Even those who have been waiting patiently (and waiting, and waiting) for the market to return to some level of sanity find they can’t really get ahead given the impact of rising rates on their ability to finance a purchase. In an interview with TVO’s John Michael McGrath, economist and housing expert Mike Moffatt suggested the next two years could be “the worst of all worlds, where first-time homebuyers aren’t really getting much of a break again, but at the same time, existing homeowners have seen the value of their equity erode by 20, 30, or whatever per cent.”

It’s long past time for a genuinely major housing announcement — one that takes direct aim at the status quo instead of merely genuflecting in its direction. Maybe it’s a massive new co-operative and rental housing fund, one that outstrips anything the federal government has ever done. Maybe it’s an immediate end to exclusionary zoning in Canada’s big cities. And maybe it’s a tax on some portion of the capital gains people have accrued in their principal residences.

But whatever it is, it can’t be business as usual.

Even the CMHC, which has helped underwrite that status quo for the better part of two decades now by insuring the mortgages of millions of homeowners, understands this. “There must be a drastic transformation of the housing sector — including governments — and priority given to increasing the supply of housing to meet demand,” it said in its recent report outlining the number of new units needed by 2030.

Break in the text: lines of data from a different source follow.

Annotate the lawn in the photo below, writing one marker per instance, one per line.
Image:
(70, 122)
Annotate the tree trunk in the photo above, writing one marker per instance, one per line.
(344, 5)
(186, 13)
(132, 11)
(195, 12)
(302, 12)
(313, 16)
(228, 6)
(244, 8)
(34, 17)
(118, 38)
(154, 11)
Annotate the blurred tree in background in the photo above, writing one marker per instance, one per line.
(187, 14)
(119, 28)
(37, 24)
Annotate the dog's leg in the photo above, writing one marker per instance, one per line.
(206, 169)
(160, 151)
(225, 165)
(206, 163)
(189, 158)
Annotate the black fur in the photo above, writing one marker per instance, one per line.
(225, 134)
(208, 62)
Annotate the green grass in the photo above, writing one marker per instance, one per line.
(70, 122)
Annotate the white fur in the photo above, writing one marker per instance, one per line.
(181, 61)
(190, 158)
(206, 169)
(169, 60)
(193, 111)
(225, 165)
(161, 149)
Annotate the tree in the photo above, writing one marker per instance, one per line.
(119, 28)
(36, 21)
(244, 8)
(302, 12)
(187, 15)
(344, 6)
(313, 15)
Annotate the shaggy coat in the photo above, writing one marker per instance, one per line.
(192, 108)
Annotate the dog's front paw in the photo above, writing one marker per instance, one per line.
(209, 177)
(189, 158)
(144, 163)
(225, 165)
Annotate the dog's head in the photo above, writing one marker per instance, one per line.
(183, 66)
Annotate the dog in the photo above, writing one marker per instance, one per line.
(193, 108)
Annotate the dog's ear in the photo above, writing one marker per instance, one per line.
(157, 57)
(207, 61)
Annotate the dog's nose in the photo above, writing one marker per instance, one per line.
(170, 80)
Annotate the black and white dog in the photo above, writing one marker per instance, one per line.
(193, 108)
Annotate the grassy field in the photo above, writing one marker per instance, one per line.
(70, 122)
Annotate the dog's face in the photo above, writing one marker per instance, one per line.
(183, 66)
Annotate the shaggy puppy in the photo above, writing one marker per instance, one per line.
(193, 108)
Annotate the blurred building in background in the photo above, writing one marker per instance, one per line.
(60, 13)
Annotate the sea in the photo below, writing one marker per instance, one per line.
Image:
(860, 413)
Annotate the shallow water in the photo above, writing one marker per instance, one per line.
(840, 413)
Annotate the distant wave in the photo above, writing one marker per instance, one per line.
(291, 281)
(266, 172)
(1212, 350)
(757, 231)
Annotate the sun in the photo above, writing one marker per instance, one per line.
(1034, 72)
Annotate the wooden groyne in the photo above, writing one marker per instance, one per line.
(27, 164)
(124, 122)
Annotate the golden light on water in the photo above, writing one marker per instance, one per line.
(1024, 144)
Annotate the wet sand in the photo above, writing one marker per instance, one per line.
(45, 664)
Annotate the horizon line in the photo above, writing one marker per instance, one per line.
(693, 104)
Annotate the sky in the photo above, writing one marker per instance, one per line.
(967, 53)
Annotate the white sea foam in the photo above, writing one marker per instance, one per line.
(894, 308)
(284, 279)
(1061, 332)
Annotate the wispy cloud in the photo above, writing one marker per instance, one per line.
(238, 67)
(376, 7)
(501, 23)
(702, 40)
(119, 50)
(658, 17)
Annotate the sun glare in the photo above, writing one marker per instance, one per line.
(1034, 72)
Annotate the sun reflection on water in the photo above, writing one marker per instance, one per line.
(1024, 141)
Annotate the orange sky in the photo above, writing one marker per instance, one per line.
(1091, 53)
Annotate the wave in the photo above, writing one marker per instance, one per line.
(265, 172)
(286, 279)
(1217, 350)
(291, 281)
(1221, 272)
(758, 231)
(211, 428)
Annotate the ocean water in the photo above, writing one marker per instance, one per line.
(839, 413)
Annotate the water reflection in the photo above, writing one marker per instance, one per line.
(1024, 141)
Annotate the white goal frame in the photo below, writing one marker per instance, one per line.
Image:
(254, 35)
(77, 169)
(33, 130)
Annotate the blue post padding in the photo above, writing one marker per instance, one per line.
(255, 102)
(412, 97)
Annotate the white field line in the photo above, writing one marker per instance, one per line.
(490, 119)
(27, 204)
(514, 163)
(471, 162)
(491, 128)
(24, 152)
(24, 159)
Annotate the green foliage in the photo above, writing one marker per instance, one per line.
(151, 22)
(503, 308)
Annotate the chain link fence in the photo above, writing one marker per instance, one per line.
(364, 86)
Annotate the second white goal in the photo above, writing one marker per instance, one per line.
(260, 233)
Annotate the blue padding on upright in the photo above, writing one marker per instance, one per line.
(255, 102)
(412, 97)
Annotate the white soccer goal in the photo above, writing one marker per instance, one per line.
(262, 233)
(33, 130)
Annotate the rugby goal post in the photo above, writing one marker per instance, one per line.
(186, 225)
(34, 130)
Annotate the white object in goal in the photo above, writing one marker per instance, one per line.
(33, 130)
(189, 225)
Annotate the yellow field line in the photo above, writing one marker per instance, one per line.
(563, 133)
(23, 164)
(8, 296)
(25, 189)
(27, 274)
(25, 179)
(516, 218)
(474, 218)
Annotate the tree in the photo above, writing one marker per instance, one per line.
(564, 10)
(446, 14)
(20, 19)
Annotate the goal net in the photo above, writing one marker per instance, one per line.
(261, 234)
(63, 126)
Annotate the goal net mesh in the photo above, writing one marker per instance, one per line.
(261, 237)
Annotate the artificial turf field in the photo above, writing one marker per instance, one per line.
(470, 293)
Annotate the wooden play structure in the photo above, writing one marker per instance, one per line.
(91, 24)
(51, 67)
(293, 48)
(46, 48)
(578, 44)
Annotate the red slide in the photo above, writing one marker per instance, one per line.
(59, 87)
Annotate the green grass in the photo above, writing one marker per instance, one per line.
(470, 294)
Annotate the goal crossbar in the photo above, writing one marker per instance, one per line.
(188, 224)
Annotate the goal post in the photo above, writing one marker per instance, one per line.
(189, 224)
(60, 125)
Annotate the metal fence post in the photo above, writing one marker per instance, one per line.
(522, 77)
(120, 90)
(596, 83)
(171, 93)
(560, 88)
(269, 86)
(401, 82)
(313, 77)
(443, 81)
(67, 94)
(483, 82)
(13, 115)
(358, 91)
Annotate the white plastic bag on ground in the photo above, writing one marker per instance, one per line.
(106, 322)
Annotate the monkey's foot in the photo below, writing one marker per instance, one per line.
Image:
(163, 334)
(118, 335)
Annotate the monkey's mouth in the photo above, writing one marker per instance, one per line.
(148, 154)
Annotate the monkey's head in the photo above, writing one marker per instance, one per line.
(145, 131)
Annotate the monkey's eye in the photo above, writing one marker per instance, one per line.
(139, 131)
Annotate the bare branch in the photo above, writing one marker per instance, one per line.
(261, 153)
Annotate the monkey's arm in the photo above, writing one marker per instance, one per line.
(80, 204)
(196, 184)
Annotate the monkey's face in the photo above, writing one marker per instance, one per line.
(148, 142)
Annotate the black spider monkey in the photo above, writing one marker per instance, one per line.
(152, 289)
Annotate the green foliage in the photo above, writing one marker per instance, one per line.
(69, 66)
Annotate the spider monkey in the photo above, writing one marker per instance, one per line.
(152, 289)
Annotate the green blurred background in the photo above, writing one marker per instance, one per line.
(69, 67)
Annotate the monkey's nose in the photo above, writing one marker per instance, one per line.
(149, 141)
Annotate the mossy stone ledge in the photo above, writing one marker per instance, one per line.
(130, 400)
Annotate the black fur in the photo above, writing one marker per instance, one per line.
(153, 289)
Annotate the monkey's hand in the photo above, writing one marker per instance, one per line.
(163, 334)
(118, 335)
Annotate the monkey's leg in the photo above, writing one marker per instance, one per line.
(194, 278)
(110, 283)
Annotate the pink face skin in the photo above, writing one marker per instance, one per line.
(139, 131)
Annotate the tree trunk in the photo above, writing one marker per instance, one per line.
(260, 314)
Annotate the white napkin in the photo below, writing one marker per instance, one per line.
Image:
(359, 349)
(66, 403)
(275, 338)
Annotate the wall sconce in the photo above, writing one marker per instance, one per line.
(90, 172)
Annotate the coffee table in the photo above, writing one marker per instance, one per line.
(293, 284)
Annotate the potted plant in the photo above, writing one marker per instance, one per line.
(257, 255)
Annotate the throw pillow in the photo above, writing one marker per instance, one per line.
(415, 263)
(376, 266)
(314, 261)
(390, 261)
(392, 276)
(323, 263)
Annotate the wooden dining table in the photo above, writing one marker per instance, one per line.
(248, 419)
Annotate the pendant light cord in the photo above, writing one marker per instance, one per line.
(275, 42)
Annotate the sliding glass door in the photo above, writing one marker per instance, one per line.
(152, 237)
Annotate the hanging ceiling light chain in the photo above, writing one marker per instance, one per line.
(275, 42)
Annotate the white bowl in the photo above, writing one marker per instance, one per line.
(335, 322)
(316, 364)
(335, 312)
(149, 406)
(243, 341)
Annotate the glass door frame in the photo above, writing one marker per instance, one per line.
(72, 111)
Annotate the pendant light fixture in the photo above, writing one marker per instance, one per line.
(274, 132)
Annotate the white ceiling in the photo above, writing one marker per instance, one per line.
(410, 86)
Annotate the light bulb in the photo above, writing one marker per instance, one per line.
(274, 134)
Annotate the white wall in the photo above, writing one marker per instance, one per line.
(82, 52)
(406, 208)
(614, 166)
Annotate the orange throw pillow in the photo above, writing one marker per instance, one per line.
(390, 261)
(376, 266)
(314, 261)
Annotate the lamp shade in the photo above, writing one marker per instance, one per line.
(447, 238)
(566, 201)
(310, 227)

That won’t happen unless our governments are willing to accept lower — and in key markets like B.C. and Ontario, much lower — housing prices. And if you think inflation is politically toxic, the two-thirds of Canadians who own their own homes would howl even louder over any government policy directly responsible for reducing their real estate value, and by extension, their net worth.

But until our governments are willing to make unpopular choices that prioritize the needs of future generations over the economic self-interest of current ones, last week’s housing announcement is about as “major” as they’re going to get.